Markov Chains

Read the handout ``Finite Markov Chains.''

Definition 3.1   A stochastic matrix is a matrix with nonnegative entries and row sums of $1$. A doubly stochastic matrix is a matrix $A$ such that $A$ and $A^{tr}$ (transpose) are both stochastic. A stochastic matrix is ergodic if it (precisely, the digraph of its nonzero entries) is strongly connected and aperiodic.

Theorem 3.2 (Perron-Frobenius)   If $T$ is an ergodic matrix, then $T^\infty=\lim_{k\to\infty}T^k$ exists.

Observation 3.3   Since $TT^\infty=T^\infty$, we must have $Tx=x$ for $x$ a column of $T$, but since the geometric multiplicity is $1$, this eigenvector is a multiple of the all $1$s vector. Thus all rows are equal; they are the unique stationary distribution $\pi$.

One way to guarantee that $T$ is doubly stochastic is to ask $T=T^{tr}$. A walk on a Cayley graph is always doubly stochastic. Having the generating set $S$ be closed under inverses makes $T=T^{tr}$, but we do that only to invoke the Laundau-Odlyzko theorem.

Theorem 3.4 (Landau-Odlyzko)   A random walk on a regular undirected graph of degree $\Delta$, diameter $d$ and $n$ vertices has an eigenvalue gap

$$\gamma=1-\max_{\lambda \ne 1}\vert\lambda\vert\ge\frac{c}{n\Delta d}$$

The eigenvalue gap tells us about the rate of convergence to the stationary distribution. This is always true, but easier if $T$ is symmetric. Then the spectral theorem gives us an orthonormal basis $e_1,\ldots,e_n$, with $e_iT=\lambda_i e_i$. for $T$. We can choose $e_1=(1,\ldots,1)/\sqrt n$. Then for $C$ the rotation that sends those eigenvectors to the standard basis, $C^{-1}TC$ is diagonal, with entries its eigenvalues. This ``separation of coordinates'' makes raising the matrix to powers easy: $C^{-1}T^kC=(C^{-1}TC)^k$, a diagonal matrix with entries $\lambda_i^k$. This exponentially decays to the diagonal matrix with entries $(1,0,\dots,0)$. Conjugating by the inverse of $C$ then gives $T^\infty$.

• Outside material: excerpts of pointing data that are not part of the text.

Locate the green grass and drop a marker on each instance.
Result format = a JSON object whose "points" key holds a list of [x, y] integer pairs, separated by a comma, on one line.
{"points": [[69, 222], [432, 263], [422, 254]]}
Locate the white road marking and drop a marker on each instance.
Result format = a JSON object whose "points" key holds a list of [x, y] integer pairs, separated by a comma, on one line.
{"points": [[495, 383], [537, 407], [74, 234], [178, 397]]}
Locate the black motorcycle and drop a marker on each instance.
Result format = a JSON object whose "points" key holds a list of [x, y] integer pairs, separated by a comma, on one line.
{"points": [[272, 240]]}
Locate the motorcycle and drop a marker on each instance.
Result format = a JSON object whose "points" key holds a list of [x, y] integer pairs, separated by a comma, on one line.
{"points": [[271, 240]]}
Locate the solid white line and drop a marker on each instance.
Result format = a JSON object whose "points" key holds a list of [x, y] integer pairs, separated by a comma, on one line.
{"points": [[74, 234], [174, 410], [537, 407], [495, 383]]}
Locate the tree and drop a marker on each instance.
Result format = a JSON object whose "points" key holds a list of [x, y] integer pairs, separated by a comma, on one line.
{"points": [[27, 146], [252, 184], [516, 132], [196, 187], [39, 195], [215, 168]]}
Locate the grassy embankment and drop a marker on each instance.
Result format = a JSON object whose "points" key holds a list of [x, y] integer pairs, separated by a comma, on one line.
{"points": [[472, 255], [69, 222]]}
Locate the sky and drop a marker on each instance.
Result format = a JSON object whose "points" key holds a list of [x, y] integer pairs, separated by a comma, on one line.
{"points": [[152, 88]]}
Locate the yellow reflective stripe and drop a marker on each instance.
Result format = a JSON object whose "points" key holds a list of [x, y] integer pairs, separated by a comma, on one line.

To measure convergence of $T^k$ to $T^\infty$, we need a measure of the size of a matrix and apply it to $T^k-T^\infty$, which conjugated by $C$ gives a diagonal matrix with entries $(0,\lambda_2,\ldots,\lambda_n)$.

Definition 3.5   The operator norm or matrix norm $\vert A\vert$ of a matrix $A$ is ${\displaystyle \max_{x \ne 0}} \frac{\Vert xA\Vert}{\Vert x\Vert}$, where the norm $\Vert x\Vert$ of vectors is the $\ell^2$-norm: $\sqrt{\sum x_i^2}$. The Frobenius norm $\Vert A\Vert _F$ is the $\ell^2$ norm on the entries: $\sqrt{\sum a_{ij}^2}$.

Thus $\Vert T^k-T^\infty\Vert=\Vert C^{-1}(T^k-T^\infty)\Vert=\lambda_2^k= (1-\gamma)^k<e^{-\gamma k}$. So for $\Vert T^k-T^\infty\Vert<\varepsilon$ it suffices to have $k\ge \frac{1}{\gamma}\ln\frac{1}{\varepsilon}$.

Now we need to relate this bound on the operator norm to what we care about: the deviation of the distribution from uniform, $\sum_{j=1}^n\left\vert p_{ij}^{(k)}-\frac1n\right\vert$.

Set $\varepsilon=\frac{\delta}n$ and $A=T^k-T^\infty$. If $\Vert A\Vert<\varepsilon$, then $\Vert A\Vert _F^2<n^2\varepsilon^2<\delta$, so for all $i$ and $j$, $\vert A_{ij}\vert<n\varepsilon=\delta$. So to be within $\delta$ of a uniform distribution, we need $\Vert A\Vert<\varepsilon=\frac{\delta}n$, which we can achieve with $k>\frac{\ln(\frac 1\varepsilon)}{\gamma}\sim\frac{2\ln n}{\gamma}$ (since $\delta$ is a constant) and by Landau-Odlyzko, $\gamma>\frac{c}{N\Delta d}>cn^{-7}$ ($N=n^3$, $\Delta\le n$, $d\le n^3$), so we can let $k$ be $O(n^7)$, which leads to a similar diamater and we have proved

Theorem 3.6   If $S_n=\langle S\rangle$ and one of the generators has degree less than $.3n$ then the diameter of the Cayley graph is $O(n^7\log^cn)$.

Theorem 3.7   Every chain of subgroups in $S_n$ has length at less than $2n$.